I told Knobe I thought he was right, and, therefore, there’s no point in trying to be good when we can’t know how future generations will rank our sins. Knobe said that in all his years of studying philosophy, he’d never heard that lame excuse for nihilism.
Even given my historical limitations, I needed to figure out a moral hierarchy as best as I could to live the best life I can. I ran my list of sins by my friend Jessica Jackley, a former evangelical Christian who co-founded the microfinancing charity Kiva. She recently started Alltruists, a subscription box for kids that teaches the importance of giving to charities. So I knew she was going to send me to hell for not giving enough money away.
To my surprise, Jackley rejected Singer’s utilitarianism. “I don’t want Alltruists to be about, ‘Hey kids, the best thing you can do is give money,” she said. Instead, each box tries to teach kids the complexity of a problem such as homelessness or refugees, and how to empathize with those who suffer. “If you’re an investment banker should you just give more of your money away? But how did you get all that money? How did you pull that one off? What are you building for the world? Are you building a big old shitty bank that invests in terrible things?”
Instead of not giving enough to charity, Jackley thinks I’ll go to hell for the love I withheld. She thought the best way for me to understand what she meant was to read Scott Cairns’ poem, The Entrance of Sin.
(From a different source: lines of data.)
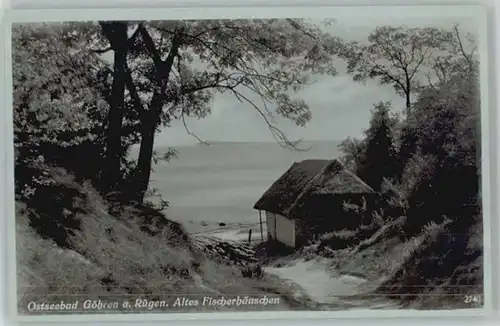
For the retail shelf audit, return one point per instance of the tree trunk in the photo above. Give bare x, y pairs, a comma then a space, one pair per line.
116, 33
408, 102
144, 162
151, 118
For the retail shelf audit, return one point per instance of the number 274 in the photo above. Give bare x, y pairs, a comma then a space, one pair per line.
474, 299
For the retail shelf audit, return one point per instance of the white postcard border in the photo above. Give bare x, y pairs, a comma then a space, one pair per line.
368, 12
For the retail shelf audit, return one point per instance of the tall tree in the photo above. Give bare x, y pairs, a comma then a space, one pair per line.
378, 160
116, 34
396, 56
58, 107
261, 62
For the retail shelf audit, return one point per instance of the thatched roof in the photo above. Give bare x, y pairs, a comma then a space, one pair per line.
310, 178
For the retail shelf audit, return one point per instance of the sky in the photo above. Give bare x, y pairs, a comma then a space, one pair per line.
340, 107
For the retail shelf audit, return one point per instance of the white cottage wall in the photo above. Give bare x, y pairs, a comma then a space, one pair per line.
281, 228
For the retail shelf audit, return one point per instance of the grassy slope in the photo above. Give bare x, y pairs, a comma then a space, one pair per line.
113, 257
436, 269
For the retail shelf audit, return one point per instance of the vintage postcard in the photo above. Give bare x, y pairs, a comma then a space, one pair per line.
224, 161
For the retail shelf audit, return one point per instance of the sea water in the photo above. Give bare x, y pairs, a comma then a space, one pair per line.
209, 186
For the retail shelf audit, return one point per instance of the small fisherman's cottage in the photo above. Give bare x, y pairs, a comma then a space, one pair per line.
310, 199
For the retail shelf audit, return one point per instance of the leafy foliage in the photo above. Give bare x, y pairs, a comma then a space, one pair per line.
58, 110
- Not reading the poem your friend asked you to, because it’s a poem
Luckily she explained what she meant. “I’m sure it’s the things you didn’t do. It’s pretending I’m asleep when the baby wakes up and my husband Reza drags himself out of bed. It’s being able to tune out the extraordinary constant pain of the world.” Which does sound terrible. Apparently not nearly as terrible as working for an investment bank, but still, pretty terrible.
When I pressed her to tell me what specifically I was going to hell for, she patiently listened to my confessions before answering: “You mentioned cheating on a girlfriend twice. Here in this email and when we talked. That then?”
That feels like the truth. Though if the blown glass devil animates the pile of animal carcasses I’m responsible for and has them slowly eat me, I won’t be surprised. But I’m really hoping that instead I just get to watch my exes cheat on me.